My other major problem with the movie the inclusion of many scenes of big things crashing into other big things while people leap like gazelles through the wreckage. This was the sort of stuff that made King Kong tedious. He takes one paragraph from the book in which stone giants are throwing rocks at each other as a game and turns it into a 10 minutes action scene with mountain peaks swaying this way and that. Then it’s “crazy bridges” in Goblin-town, whereas in the book Gandalf simply slays the Great Goblin and all his minions freak the hell out. Don’t get me wrong, I’m all for a good fight scene and some of the bits were cool, but those sorts of scenes are to Peter Jackson what white doves are to John Woo.
All my annoyances came together in the climactic battle. The scene that takes place in a forest in the novel is re-positioned on a crag so now trees can crash into each other until one (populated, of course, by all the protagonists who have just leaped from tree to tree!) hangs over the edge. Azog the already dead arrives to kill Thorin and then we don’t even get the satisfaction of having the mini-villain killed. The whole climax was a lot of sound and fury signifying nothing. At least there were giant eagles though.
I suppose this all makes it sound like I hated the film but I didn’t. Much of it was enjoyable and if you are not a lifelong Tolkien nerd like me, you won’t really give a shit whether it’s Azog or Bolg in the Battle of Five Armies. I will say I thought the riddle sequence with Bilbo and Gollum was terrific. And man, Gollum technology has advanced a lot in 10 years. I must note though that Jackson and his writers do in fact make Bilbo a thief. In the novel, he finds the ring by accident while stumbling around in the dark. In the movie, he sees Gollum drop it and then picks it up. This actually gives Gollum a moral leg to stand on, which he certainly did not have in the books.

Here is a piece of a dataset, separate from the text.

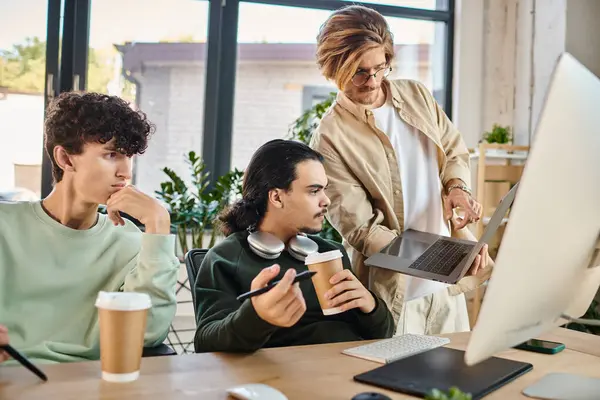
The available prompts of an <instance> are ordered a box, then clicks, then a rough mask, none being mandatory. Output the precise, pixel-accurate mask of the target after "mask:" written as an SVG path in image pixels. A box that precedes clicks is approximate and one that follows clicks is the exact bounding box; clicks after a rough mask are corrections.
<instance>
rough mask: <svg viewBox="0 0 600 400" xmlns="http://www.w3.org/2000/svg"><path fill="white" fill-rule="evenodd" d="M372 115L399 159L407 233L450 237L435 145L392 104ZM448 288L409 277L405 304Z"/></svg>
mask: <svg viewBox="0 0 600 400" xmlns="http://www.w3.org/2000/svg"><path fill="white" fill-rule="evenodd" d="M372 111H373V116H374V117H375V125H376V126H377V127H378V128H379V129H380V130H381V131H383V132H384V133H385V134H386V135H388V137H389V139H390V142H391V143H392V147H393V148H394V151H395V152H396V158H397V159H398V167H399V168H400V178H401V180H402V192H403V200H404V229H414V230H418V231H422V232H429V233H434V234H437V235H443V236H450V232H449V230H448V226H447V225H446V224H445V222H444V213H443V206H442V199H441V196H440V194H441V190H442V186H441V182H440V177H439V168H438V162H437V148H436V145H435V143H434V142H433V141H432V140H430V139H429V138H428V137H427V136H425V135H424V134H423V133H421V132H419V130H417V129H416V128H414V127H412V126H410V125H408V124H407V123H405V122H404V121H403V120H402V119H401V118H400V116H399V115H398V111H397V110H396V109H395V108H394V107H393V106H392V104H391V103H390V102H389V101H388V102H386V104H384V105H383V106H381V107H379V108H377V109H373V110H372ZM447 286H448V285H446V284H444V283H440V282H435V281H430V280H425V279H420V278H413V277H408V279H407V284H406V294H405V301H409V300H411V299H414V298H418V297H423V296H426V295H429V294H432V293H435V292H437V291H440V290H442V289H444V288H446V287H447Z"/></svg>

In the end The Hobbit is a good fantasy film, certainly better than the shit we endured in the 80s. I just think the choice, conscious or not, to pattern it on Fellowship of the Ring was a mistake. Now granted, I haven’t seen parts two and three. Seeing the trilogy in its totality may change my mind. Right now, I can’t see why certain things were done to the story but maybe that’ll be made clearer in the next two.
That’s my basic review. Now I’m just going to toss out a few nitpicks that only the hardcore Tolkien fans will have any interest in. You can stop reading now if you want; I won’t be offended!
- From the moment Balin came I screen I thought he looked too old. This is the dwarf who’s going to lead the Moria expedition decades later. In the novel Thorin is actually older than him. You would not guess that in the film.
- Elrond going on an orc hunting expedition? Sorry, but no. That’s the sort of thing his sons Elladan and Elrohir do.
- Glamdring and Orcrist also glow blue blue when orcs are near but did not in the movie.
- Radagast is not described in great detail by Tolkien, so the film’s depiction of him isn’t wrong per se. The wacky factor was amped way up though.